Cold Blood

Posted in Episode by - March 12, 2016
Cold Blood

Aired 29 May 2010

The new era of Doctor Who has increasingly begun to introduce major curveballs at the end of its episodes to change the trajectory of series as a whole, sometimes with just key words or phrases and sometimes with extended and involved scenes. That is again the case here, and so while ‘Cold Blood’ serves as an exceedingly good conclusion to the understated yet tense events laid out in ‘The Hungry Earth,’ it is undoubtedly the final moments that will garner the most attention.

Right as the crack appears following the apparent conclusion to the events involving the Silurians, it is clear that something big is about to happen. That is certainly the case as the programme takes the monumentally brave choice of apparently killing off one of its main characters.
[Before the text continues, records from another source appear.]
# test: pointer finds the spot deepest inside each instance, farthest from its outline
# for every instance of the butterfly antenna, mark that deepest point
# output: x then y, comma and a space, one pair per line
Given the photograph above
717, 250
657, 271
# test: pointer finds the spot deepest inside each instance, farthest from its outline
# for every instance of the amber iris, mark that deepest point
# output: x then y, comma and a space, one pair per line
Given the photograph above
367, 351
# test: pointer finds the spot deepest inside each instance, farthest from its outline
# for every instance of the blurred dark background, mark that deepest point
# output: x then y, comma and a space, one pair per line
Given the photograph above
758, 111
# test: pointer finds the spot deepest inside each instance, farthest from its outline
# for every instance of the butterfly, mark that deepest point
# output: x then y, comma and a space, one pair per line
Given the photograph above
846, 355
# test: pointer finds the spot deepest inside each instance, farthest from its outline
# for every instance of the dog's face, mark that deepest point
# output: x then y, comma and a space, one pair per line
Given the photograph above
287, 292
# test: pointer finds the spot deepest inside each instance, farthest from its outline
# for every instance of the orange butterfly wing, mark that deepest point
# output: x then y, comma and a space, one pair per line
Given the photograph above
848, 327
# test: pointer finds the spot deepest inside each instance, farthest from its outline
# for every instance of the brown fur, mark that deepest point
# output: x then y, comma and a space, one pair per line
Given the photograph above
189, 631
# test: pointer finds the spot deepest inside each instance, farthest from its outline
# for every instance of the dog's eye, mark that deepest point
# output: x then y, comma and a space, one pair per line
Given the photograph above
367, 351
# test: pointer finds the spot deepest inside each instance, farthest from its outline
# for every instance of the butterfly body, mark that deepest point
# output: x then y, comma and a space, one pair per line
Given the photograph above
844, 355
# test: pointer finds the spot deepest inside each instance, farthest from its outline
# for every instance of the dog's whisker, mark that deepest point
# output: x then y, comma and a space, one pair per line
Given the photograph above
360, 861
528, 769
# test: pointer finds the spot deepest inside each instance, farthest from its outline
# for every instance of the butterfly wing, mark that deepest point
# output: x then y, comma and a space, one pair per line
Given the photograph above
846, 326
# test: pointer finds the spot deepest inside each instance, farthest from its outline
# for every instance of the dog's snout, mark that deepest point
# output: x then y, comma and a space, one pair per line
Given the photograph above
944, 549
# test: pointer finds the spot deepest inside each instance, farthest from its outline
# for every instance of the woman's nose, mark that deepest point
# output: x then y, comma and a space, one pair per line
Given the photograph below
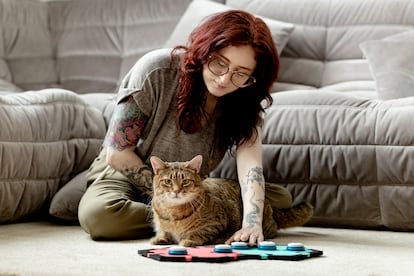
226, 78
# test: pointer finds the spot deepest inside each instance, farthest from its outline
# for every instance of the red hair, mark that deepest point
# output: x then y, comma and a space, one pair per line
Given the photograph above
240, 111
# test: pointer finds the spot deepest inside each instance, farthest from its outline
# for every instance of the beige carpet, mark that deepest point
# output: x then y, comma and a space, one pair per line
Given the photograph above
43, 248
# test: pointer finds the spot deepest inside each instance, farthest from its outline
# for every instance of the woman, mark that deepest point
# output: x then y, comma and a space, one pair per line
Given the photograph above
204, 98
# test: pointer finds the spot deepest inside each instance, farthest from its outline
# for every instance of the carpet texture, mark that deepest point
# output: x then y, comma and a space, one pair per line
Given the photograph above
44, 248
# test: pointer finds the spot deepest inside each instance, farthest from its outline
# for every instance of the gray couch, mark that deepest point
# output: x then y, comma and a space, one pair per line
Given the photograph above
339, 134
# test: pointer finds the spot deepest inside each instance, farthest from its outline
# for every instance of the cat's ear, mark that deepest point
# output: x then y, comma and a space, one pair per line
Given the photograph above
157, 164
195, 163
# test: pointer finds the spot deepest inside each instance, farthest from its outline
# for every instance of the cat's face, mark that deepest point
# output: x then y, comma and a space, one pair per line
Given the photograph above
176, 183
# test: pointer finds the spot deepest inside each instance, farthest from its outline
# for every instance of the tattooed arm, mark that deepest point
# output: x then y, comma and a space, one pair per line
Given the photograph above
125, 129
252, 184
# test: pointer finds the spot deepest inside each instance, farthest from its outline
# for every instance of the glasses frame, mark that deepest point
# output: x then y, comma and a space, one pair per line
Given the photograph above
250, 79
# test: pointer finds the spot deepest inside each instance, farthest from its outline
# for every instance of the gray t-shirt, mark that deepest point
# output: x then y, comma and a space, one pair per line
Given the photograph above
152, 82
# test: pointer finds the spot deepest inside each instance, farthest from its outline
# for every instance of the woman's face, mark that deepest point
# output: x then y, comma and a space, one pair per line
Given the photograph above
238, 59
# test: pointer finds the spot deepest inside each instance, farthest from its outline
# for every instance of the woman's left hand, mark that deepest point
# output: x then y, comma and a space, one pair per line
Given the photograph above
251, 234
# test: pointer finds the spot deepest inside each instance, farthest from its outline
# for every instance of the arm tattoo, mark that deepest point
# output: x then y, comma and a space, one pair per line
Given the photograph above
126, 126
254, 176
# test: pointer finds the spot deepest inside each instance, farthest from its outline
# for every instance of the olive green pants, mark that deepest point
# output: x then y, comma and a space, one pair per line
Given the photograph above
110, 209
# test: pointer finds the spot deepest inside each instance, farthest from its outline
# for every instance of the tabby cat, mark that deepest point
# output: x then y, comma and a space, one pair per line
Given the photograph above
190, 211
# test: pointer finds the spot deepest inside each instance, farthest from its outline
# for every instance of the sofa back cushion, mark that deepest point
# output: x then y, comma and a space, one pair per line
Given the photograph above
323, 49
26, 48
98, 41
57, 137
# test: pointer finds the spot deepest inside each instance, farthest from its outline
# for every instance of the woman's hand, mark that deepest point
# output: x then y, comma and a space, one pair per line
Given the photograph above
251, 234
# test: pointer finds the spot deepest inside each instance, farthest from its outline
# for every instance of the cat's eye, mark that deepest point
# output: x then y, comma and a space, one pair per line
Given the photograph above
186, 182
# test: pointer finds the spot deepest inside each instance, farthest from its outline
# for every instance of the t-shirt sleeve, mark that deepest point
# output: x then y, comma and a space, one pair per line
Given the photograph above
144, 79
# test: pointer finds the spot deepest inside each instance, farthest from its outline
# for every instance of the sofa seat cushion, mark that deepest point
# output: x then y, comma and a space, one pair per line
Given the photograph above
198, 10
350, 157
46, 137
26, 45
98, 41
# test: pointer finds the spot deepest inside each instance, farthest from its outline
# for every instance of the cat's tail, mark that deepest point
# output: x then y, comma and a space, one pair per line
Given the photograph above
296, 216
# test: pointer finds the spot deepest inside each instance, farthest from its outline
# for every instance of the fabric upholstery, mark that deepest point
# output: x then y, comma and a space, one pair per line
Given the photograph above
26, 47
98, 41
198, 10
391, 61
46, 137
65, 202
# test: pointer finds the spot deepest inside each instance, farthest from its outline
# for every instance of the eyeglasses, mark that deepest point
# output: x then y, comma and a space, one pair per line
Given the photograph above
219, 67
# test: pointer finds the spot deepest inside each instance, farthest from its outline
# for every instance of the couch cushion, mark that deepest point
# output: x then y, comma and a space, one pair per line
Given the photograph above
58, 135
323, 49
198, 10
98, 41
391, 61
26, 46
65, 203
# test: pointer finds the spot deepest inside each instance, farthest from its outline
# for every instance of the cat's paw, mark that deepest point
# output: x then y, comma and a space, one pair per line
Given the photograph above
190, 243
298, 215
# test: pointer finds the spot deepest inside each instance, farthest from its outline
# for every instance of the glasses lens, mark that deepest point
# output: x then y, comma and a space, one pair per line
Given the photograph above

Some will argue that Rory is not a true companion, but it’s undeniable that he has had an increasing role over the last few episodes and has been on a very interesting arc over that time. And while it’s quite likely that the crack will provide a means for his return, it’s still genuinely shocking to see him get shot and go down so quickly. There’s been an air of invincibility about the Doctor and his companions for quite some time, but that all vanishes in an instant.

More shocking, though, is the fact that Amy has already forgotten Rory, oblivious to the fact that he ever existed and tying in nicely with her lack of knowledge of the Daleks earlier in the series. Suddenly the future Amy and Rory waving in the previous episode carries much more weight and much more mystery. Surely this turn of events will be dealt with in the coming episodes, but ‘Cold Blood’ still manages to sneak in one final mystery before its end as well as the Doctor pulls out a piece of the TARDIS from the crack. To say that events are quickly escalating as the series final approaches would be a massive understatement.

Yet, as mentioned, the events leading up to this shocking conclusion are just as enthralling. The story of the Silurians maintains a sense of the classic Doctor Who in terms of its pacing and story, and the Silurians quickly prove to be one of the more well-rounded races as their culture and motivations are further explored. While undoubtedly a noble race, the Silurians here are presented as a race full of division and conflict, just like the humans who have taken their place as the dominant species.

And on the human side, despite everyone’s best intentions, Ambrose fulfills the prophecy and kills the Silurian prisoner, instantly damaging the peace negotiations that Amy, Nasreen, and the Silurian leader Sildane attempt to undertake. This is another episode – despite an increase in overall action- that allows the characters to actually speak their minds and voice their concerns, and these scenes are all the stronger for it. It all leads to a very interesting resolution, though, as the Doctor proclaims that neither side is ready for peaceful cohabitation yet, essentially freezing negotiations for another thousand years.

Despite the rather open-ended resolution that leaves questions about said future negotiations, the Silurians make a fantastic jump to world of modern Doctor Who. Writer Chris Chibnall does great work in providing a suitable backstory and explaining the division and derision within their ranks, and hopefully further encounters with this prehistoric race are on the horizon. While it’s still undoubtedly Rory and the crack that will be the most remembered plot point in ‘Cold Blood,’ the entire episode is a resounding success.